I thank the Minister for his response to our questions, and I wish him well in his job. Can he confirm that there is no intention to change the original position that the United Kingdom of Great Britain and Northern Ireland will take back control of our seas and our fisheries, enabling our fishing sector to grow and create jobs, and that we, the citizens of this great nation, will be in charge and in control?
I can give the hon. Gentleman that confirmation, but I encourage him to discuss the detail with my colleagues at the Department for Environment, Food and Rural Affairs. If that is not to his satisfaction, I will be happy to talk to him about fishing rights or impact at the same time.
Does my hon. Friend agree that it is the agenda of Members from the Opposition parties to overturn the referendum result, put a stop to Brexit and revoke article 50? Will he confirm that this Government and this Prime Minister will not let that happen?
With great sadness, I can confirm that I fear that some Members on the Opposition Benches and in this House simply do not want to follow the mandate of the British people. They do not want to exit and they will use every trick and turn in the book to frustrate. That is not to say that there are not some genuine concerns, and I recognise those, but she is right: some people, having offered the referendum to the electorate, do not like the result and are trying to interfere and overturn the democratic will of the public.
Can the Minister confirm whether the full legal text has been shown to the Democratic Unionist party?

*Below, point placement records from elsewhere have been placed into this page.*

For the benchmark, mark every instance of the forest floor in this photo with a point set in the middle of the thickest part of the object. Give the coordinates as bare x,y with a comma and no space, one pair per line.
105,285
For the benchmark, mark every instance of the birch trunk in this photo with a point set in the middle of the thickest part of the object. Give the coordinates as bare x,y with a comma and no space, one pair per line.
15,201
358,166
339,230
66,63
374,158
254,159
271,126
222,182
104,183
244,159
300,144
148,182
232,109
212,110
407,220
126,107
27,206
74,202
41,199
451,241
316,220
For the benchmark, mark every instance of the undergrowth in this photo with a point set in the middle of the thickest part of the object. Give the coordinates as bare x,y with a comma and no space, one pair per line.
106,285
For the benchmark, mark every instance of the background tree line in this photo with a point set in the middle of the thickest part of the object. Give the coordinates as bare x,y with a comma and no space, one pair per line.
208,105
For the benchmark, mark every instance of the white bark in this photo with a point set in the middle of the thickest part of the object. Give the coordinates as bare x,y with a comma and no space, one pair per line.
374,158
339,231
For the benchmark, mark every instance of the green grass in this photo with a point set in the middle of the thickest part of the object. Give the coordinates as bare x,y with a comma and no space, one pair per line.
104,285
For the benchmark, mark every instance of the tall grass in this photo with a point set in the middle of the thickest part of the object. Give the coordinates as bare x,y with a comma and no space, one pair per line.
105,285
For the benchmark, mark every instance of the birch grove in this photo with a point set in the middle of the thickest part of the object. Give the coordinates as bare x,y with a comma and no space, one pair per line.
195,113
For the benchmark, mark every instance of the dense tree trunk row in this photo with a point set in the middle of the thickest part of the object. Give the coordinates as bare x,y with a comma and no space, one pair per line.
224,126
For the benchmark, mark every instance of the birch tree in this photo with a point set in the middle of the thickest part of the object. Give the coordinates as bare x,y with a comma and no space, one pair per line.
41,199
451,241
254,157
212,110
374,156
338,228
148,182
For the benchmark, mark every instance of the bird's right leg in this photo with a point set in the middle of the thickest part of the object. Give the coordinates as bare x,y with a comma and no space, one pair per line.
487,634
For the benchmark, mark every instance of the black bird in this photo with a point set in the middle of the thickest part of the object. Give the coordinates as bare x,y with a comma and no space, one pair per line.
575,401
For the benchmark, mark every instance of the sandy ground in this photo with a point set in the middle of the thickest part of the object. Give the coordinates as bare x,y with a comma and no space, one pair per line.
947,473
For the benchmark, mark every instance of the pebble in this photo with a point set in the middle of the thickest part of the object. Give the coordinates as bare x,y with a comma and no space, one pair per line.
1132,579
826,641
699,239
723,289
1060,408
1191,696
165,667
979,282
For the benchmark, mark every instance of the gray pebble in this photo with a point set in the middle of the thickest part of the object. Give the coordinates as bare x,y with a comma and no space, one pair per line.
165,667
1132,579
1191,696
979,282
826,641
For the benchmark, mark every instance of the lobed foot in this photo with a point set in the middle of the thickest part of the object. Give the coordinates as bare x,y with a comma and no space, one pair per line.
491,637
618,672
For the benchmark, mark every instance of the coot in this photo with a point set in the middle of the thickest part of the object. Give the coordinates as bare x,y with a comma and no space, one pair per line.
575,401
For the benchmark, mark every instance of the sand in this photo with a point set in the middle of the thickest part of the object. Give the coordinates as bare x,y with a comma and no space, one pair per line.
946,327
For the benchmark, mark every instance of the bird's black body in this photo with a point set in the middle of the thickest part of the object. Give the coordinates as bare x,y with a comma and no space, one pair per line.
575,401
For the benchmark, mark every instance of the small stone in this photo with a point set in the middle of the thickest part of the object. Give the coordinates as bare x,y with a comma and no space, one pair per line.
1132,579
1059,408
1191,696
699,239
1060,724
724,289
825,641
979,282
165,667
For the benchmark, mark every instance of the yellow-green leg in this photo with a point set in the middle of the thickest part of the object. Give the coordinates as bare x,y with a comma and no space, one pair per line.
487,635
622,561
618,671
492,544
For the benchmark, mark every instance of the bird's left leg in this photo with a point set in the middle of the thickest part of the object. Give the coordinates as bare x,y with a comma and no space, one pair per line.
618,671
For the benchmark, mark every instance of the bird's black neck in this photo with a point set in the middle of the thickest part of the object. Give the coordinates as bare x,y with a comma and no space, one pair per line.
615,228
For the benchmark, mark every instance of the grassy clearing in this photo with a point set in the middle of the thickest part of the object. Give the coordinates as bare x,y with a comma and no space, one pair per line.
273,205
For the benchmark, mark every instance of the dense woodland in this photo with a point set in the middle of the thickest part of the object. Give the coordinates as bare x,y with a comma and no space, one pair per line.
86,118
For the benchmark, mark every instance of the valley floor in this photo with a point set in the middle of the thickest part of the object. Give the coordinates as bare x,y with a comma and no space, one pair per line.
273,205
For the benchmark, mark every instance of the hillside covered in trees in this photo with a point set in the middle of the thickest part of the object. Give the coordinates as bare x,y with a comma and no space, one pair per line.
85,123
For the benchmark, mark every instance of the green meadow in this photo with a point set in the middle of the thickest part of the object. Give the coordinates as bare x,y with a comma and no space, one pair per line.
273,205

If it has, why is it reasonable for one party to be able to make an informed judgment about the Government’s proposals while everyone else is kept in the dark?

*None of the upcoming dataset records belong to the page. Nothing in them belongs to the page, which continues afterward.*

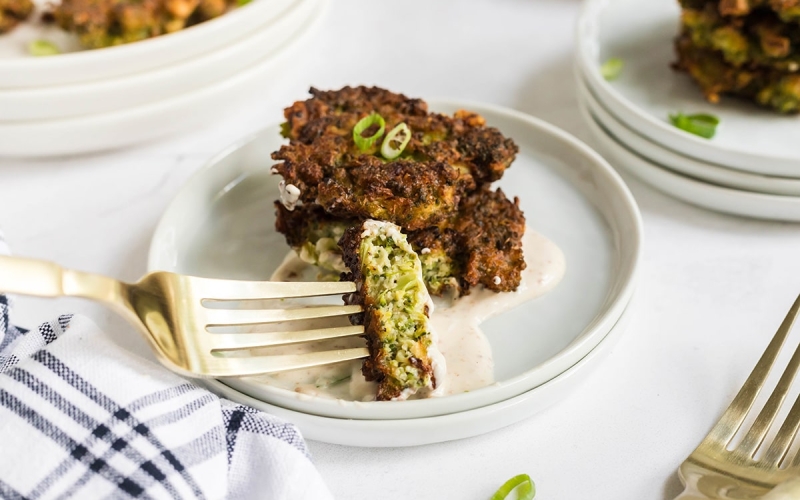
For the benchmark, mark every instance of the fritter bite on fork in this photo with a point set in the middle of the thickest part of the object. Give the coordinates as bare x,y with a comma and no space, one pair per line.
12,12
445,158
104,23
404,358
481,244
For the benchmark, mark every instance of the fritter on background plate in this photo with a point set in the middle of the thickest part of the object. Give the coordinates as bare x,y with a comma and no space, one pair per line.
444,159
770,88
104,23
759,40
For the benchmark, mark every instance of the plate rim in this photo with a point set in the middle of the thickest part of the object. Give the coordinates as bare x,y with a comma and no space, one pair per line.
677,162
712,192
290,22
141,47
411,427
77,126
603,322
656,130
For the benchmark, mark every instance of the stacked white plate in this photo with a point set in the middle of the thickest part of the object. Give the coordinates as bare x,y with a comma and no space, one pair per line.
752,165
83,101
222,225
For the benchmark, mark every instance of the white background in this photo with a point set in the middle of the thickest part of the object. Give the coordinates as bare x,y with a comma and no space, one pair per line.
713,287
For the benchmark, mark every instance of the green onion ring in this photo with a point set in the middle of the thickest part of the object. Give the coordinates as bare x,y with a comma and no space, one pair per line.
364,143
390,152
701,124
43,48
612,68
526,490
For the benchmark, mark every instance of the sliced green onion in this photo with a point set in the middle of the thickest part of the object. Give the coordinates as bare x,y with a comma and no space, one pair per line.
364,143
388,150
526,490
700,124
43,48
612,68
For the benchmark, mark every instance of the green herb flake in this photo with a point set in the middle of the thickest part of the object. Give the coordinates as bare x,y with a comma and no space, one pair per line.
40,48
523,485
396,141
700,124
612,68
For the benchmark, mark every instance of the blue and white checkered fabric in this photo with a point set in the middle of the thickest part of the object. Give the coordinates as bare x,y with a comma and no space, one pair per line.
82,418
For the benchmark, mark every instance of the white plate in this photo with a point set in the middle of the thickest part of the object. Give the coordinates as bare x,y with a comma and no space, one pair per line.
222,225
715,174
19,70
648,90
420,431
116,94
114,130
712,197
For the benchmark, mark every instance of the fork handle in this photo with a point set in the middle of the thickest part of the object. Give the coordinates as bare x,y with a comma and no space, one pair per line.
47,279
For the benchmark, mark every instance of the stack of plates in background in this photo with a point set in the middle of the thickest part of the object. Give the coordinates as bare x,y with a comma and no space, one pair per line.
750,168
92,100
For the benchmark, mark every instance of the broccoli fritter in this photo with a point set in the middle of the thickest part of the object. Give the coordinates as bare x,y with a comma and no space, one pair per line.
491,228
770,88
314,234
480,244
787,10
12,12
104,23
404,358
446,157
760,40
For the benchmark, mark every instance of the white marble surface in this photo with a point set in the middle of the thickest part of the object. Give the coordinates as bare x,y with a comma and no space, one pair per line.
713,289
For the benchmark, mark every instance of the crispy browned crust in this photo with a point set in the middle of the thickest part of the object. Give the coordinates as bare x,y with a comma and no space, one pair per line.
484,239
103,23
491,228
350,243
446,157
298,225
766,87
12,12
374,367
787,9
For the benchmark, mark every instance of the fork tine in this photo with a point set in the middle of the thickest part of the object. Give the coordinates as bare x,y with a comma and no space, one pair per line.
755,436
214,289
783,440
226,317
258,365
734,416
234,341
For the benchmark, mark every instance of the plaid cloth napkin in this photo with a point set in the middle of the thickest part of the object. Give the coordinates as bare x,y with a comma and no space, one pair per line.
82,418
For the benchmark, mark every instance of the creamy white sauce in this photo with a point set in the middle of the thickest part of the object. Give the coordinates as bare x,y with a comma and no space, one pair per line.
465,349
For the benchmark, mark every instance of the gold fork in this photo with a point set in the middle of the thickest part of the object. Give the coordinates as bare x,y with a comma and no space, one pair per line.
172,313
713,471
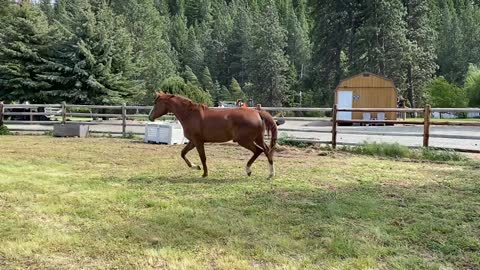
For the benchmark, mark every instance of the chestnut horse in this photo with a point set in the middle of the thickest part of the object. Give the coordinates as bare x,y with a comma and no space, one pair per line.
204,125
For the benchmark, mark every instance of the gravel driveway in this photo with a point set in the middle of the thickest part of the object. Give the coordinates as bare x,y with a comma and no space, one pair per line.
356,134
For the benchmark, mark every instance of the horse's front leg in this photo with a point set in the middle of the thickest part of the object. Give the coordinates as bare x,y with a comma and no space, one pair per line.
203,158
187,149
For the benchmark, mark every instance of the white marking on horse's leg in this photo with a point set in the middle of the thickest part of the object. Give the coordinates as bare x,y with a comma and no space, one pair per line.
196,167
248,170
272,171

I am not going to get into the detail of—[Interruption.] Opposition Members who have been Ministers will realise that lots of people see documents, and Ministers do not constantly want to be in the position of saying who has seen what documents, which versions and when. I will not comment on who has seen which documents or indeed on documents that I have seen or have not seen.
I love the way that Opposition parties are implying that if only they could see these documents, they would rush to support the deal. I think the British public are now wise to the way in which Parliament has frustrated the Government’s negotiating position. Would it be possible for the Government to strengthen their negotiating hand by holding a vote on these proposals, in the way that we did on the Brady amendment in January, and show that there is a majority in this place for them?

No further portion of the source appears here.